In general, desktop wallets may be
considered safer than most web versions, but it's crucial to make sure your
computer is clean of viruses and malware before setting up and using a
cryptocurrency wallet.
Mobile
wallets
Trust Wallet is a
prominent example of a mobile crypto wallet.
Paper
wallets
A paper wallet
is a piece of paper on which a crypto address and its private key are physically
printed out in the form of QR codes. These codes can then be scanned to execute
cryptocurrency transactions.
Some paper wallet websites allow you
to download their code to generate new addresses and keys while being offline.
As such, these wallets are highly resistant to online hacking attacks and may
be considered an alternative to cold storage.
Owing to the numerous flaws,
however, the use of paper wallets is now considered dangerous and should be
discouraged. If you still want to use it, it's essential to understand the
risks. A major flaw of paper wallets is that they aren't suitable for sending
funds partially, but only its entire balance at once.
For example, imagine that you
generated a paper wallet and sent multiple transactions to fund it, summing a
total of 10 BTC. If you decide to spend 2 BTC, you should first send all 10
coins to another type of wallet (e.g., desktop wallet), and only then spend
part of the funds (2 BTC). You can later return the 8 BTC to a new paper
wallet, though a hardware or software wallet would be a better choice.
Technically, if you import your
paper wallet private key into a desktop wallet and spend just part of the
funds, the remaining coins will be sent to a "change address" that is
automatically generated by the Bitcoin protocol. If you don't manually set the
change address to one that you control, you will likely lose your funds.
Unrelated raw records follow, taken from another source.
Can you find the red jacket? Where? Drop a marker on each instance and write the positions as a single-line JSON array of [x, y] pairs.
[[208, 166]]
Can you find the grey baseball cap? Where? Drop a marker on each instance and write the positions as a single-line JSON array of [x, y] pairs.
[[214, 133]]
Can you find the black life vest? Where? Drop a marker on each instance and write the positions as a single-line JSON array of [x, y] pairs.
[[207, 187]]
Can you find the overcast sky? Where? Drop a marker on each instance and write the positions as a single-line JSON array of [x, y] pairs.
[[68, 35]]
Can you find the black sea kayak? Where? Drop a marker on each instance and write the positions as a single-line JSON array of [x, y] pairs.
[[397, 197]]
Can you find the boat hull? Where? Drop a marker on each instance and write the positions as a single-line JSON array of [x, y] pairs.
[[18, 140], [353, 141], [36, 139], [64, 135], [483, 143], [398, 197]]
Most software wallets today will
handle the change for you, sending the remaining coins to an address that is
part of your wallet. But the important thing to remember is that your paper
wallet will be empty after sending its first transaction out – regardless of
the amount. So don't expect to reuse it later.
The
importance of backups
Losing access to your cryptocurrency
wallets can be quite costly. So it's important to back up them regularly. In
many cases, this is achieved by simply backing up wallet.dat files or seed
phrases. Essentially, a seed phrase works like a root key that generates and
gives access to all keys and addresses in a crypto wallet. Also, if you opted
for password encryption, remember to back up your password as well.